Die Anthroposophische Medizin versteht sich als Ergänzung zur herkömmlichen Schulmedizin. Zur Behandlung von Erkrankungen stehen pflanzliche, tierische sowie mineralische und metallische Präparate zur Verfügung. Diese Mittel erhalten ihre Energie unter anderem durch die besondere Auswahl der Pflanzenteile, den Charakter der Pflanze und die Zubereitung. Sie wirken nicht über die pharmakologischen Stoffe, sondern ihre spirituellen Kräfte. Zur Behandlung psychosomatischer und psychischer Leiden werden alle menschlichen Ebenen miteinbezogen. Typische Verfahren sind Heileurythmie, Rhythmische Massage, Biographiearbeit oder Kunsttherapie.
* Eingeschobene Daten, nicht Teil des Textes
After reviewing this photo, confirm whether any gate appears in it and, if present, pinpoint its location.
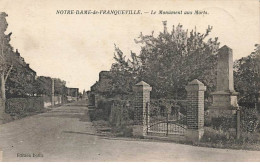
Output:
[145,100,188,136]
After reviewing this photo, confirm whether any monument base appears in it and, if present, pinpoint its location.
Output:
[206,91,238,121]
[185,128,204,142]
[133,125,147,137]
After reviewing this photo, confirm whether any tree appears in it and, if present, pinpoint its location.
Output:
[108,21,220,99]
[110,45,141,95]
[234,44,260,107]
[0,12,13,111]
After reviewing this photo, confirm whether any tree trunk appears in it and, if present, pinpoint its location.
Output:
[0,74,6,124]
Wie wirksam ist die Methode?

Die Anthroposophische Medizin stellt den individuellen Menschen in seiner Ganzheit in den Mittelpunkt der Therapie. Das wird vor allem von den Patienten geschätzt. Trotz der vielen Kritiker gehört die Anthroposophische Medizin laut Arzneimittelgesetz und dem Sozialgesetzbuch V neben der Phytotherapie und der Homöopathie zu den offiziell anerkannten Therapieformen. Für die Wirkung Anthroposophischer Heilmittel gibt es keine Beweise. Auch mit den philosophischen Aspekten der Anthroposophischen Medizin tut sich die Wissenschaft schwer, mit der psychosomatischen Seite ist sie jedoch durchaus einverstanden.

Kosten/Erstattung

Die Kosten für ambulante und stationäre Behandlungen bei Anthroposophischen Ärzten und Einrichtungen werden von allen Krankenkassen übernommen, soweit die Kosten die üblichen Sätze der Schulmedizin nicht übersteigen. Alles, was darüber hinausgeht, muss in der Regel selbst bezahlt werden. Dabei besteht aber häufig Kulanz: Die Kosten für anthroposophische Therapieverfahren können, müssen aber nicht von den Krankenkassen übernommen oder bezuschusst werden. Im Einzelfall sollte man sich vorher bei der eigenen Kasse erkundigen. Viele Kassen bieten neuerdings auch Zusatztarife an.

Die Misteltherapie wird von den Krankenkassen nur noch im Rahmen der Palliativmedizin übernommen. Mit einer Zusatzversicherung können Therapieverfahren wie die Heileurythmie oder Kunsttherapie über die Versicherung abgerechnet werden.

Quellen

  1. Dachverband Anthroposophische Medizin in Deutschland: Erstattung und Kosten der Anthroposophischen Medizin. Homepage, zitiert am 24.07.2014.
  2. Jänicke, Christof u. Dr. Grünwald, Jörg: Alternativ heilen. Kompetenter Rat aus Wissenschaft und Praxis; 5. Auflage, Gräfe und Unzer Verlag, München, 2006.
  3. Schmiedel, V., Augustin, M.: Leitfaden Naturheilkunde, 5. Auflage, Elsevier Verlag, München, 2008.